Ask Audrey: I live in Macroom, I’ve shifted guys who look like Kermit the Frog

You can ask her for advice, but don't expect her to be nice - it's Ask Audrey. What's your problem?
Ask Audrey: I live in Macroom, I’ve shifted guys who look like Kermit the Frog

Ask Audrey: sorting out Cork people for aaaaaaages

It’s getting jumpy on our WhatsApp group: Douglas Road Stunners Who Don’t Drink the Same Coffee as People in Kilmallock.

This all goes back to a Good Taste retreat we went on last week in Mallorca (not Majorca), it was 8-grand-jumpsuits-up-the-yazoo at Departures up in Cork Airport — at least three bogmen had to be treated for whiplash.

Facials, yoga, meditation, sisterhood ceremonies, we skipped all that and tore into the Cava for three days.

Strange things happen when you leave your Ken at home looking after the kids, with hidden cameras around the house in case he gets a bit handy with the au pair. The Cava loosened the old lips and we got to talking about the thing that really matters to us: coffee. We’re never seen without one in public... punishment for that is one hour in a soft-play area on the northside.

But the problem is what are we going to drink?

Flat whites were it five years ago, but now you get people drinking them in Kilmallock. We need a hot new on-trend coffee — what’s the point in dragging a cup around with you if it doesn’t make other people feel inadequate? So is there a new coffee trend out there that we’re missing?

- Jenni, Douglas Road

My niece lives on YouTube now, we call her The Yank. I said: "What’s the hottest new coffee trend with 20-somethings?"

She said: "A Double Frappa Maple Creamy Almond Shot."

I said: "Is there any coffee in that?"

She said: "No."

Myself and the old doll sat down to watch the new show about Robbie Williams on Netflix last night. It was mainly him moaning on a bed in his jocks. Not in a sexy way now, lah — he was just complaining about the price of wealth.

You’d nearly feel sorry for him, with all the money he has and old dolls only bursting to do the business with him.

Anyway, I could sense my old doll looking at me during the show, which is unusual, we don’t really look at each other anymore, and she suddenly says: "Dowcha Donie, you do be the bulb off of Robbie Williams, you should start doing appearances in nightclubs, there’s great money in that, my sister Philomena is minted because she do look a small bit like Bjork."

I rang my main man, Budgie, this morning, he’s set me up with a gig in Macroom this weekend. I won’t kid ya, I’d be nervous enough appearing in front of a pack of pissed-up bog savages. I was thinking of just going out and saying: "Hello, I’m Robbie Williams, will all the old dolls queue up there and I’ll lob ye the gob."

Do you think that’s a good idea?

- Dowcha Donie, Blackpool

My cousin is from around there. I rang her there and said: "Would you shift a guy that looks Robbie Williams?"
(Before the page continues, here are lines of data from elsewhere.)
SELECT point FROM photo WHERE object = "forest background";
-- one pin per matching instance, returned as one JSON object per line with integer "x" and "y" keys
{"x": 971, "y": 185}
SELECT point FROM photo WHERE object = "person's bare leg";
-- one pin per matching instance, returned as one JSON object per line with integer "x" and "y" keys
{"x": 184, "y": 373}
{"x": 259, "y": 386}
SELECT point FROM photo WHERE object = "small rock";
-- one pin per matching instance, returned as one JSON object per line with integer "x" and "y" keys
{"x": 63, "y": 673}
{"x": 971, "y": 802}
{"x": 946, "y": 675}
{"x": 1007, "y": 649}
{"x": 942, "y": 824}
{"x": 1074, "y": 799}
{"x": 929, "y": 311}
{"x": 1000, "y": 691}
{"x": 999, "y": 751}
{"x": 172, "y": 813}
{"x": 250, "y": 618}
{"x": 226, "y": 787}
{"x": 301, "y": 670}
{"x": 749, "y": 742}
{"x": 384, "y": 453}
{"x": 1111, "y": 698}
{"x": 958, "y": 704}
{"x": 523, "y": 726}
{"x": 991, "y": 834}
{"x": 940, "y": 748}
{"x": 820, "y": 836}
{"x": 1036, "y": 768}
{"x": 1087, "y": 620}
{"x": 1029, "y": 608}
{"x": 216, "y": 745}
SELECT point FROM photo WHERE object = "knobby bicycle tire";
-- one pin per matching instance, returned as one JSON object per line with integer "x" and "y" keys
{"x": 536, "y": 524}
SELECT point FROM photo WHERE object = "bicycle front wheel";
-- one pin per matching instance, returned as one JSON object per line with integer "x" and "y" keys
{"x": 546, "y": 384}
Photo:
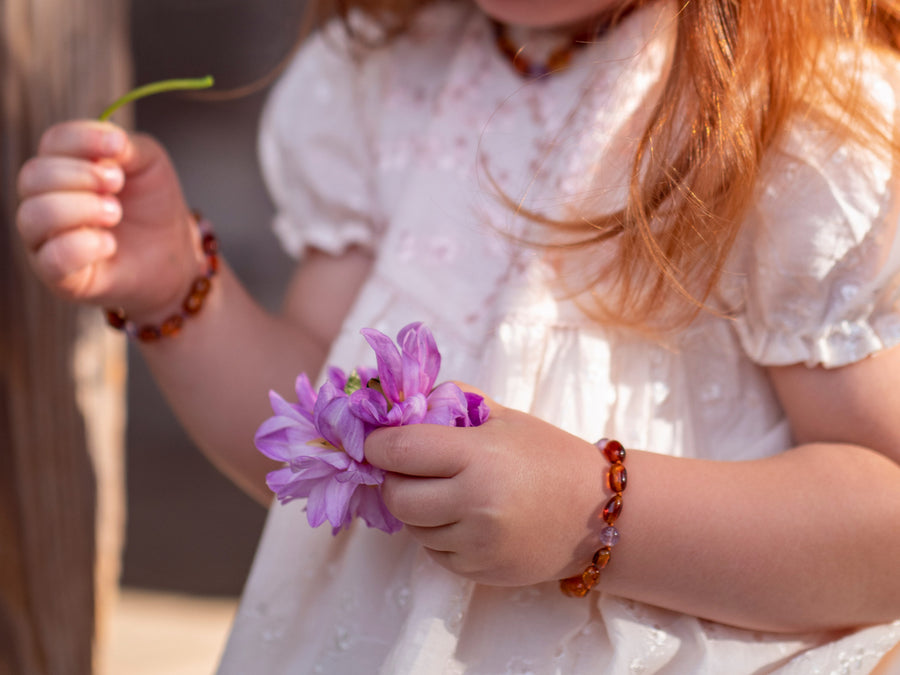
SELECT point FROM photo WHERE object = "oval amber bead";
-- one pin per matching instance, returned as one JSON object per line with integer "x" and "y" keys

She said: "Audrey, I live in Macroom, I’ve shifted guys who look like Kermit the Frog." #SlimPickings

Dia duit. Come here now, I’m the last person to stop people having a bit of craic — sure I’m the one who kept climbing up to try and chat with the goat at Puck Fair.

But is it too much to ask the Brits to put the fada in my name, which is Siobhán? I’ve just moved to London, great job in the City, my mother is beside herself. Most of the people are assholes, but you expect that working in finance. What I didn’t expect was a denial of my human right to have my name spelled properly. I’ve gone to HR here and their position is that it’s hard enough to pronounce my name as things stand without wondering why there’s a weird line over the a.

Soz now lads, 800 years of oppression and all that, I said in an email, and they wrote back ‘800 years?’ and I remembered that they did Empire Loving rather than history in school over here.

It’s a disgrace that a proud Irish woman should have to face this kind of discrimination in 2023. Do you think I should get the Irish embassy involved?

- Siobhán, London.

It’s a disgrace alright. How could any parent call their child Siobhan?

Hello, it’s Rosealeen here in Ballydesmond. I'm seeing a total cod-artist above in Dublin — we met on a dating app aimed at people who want a long-distance relationship, it’s called Put Your Sweet Lips a Little Closer 2 The Phone.

Anyway, didn’t a package arrive in the post yesterday from himself... a virtual reality headset complete with a set of instructions. I strapped the thing on and followed his instructions and next thing I know, he appears in my virtual world and suggests something I won’t repeat in a family newspaper.

"What could possibly go wrong?" says I and we started doing the business, but virtually now if you get my drift. Next thing I know I’m being shaken by the shoulders: it’s Berna — she called in with an apple tart. She’s like a human sieve and didn’t she tell the whole town that I’m having it off with a Dublin lad over the internet?

The only solution here is to move to Dublin. Do you think I’m mad?

- Rosealeen, Ballydesmond.

I don’t think you’re mad. Just deluded. The last thing Dublin Lad wants is to see you in the flesh.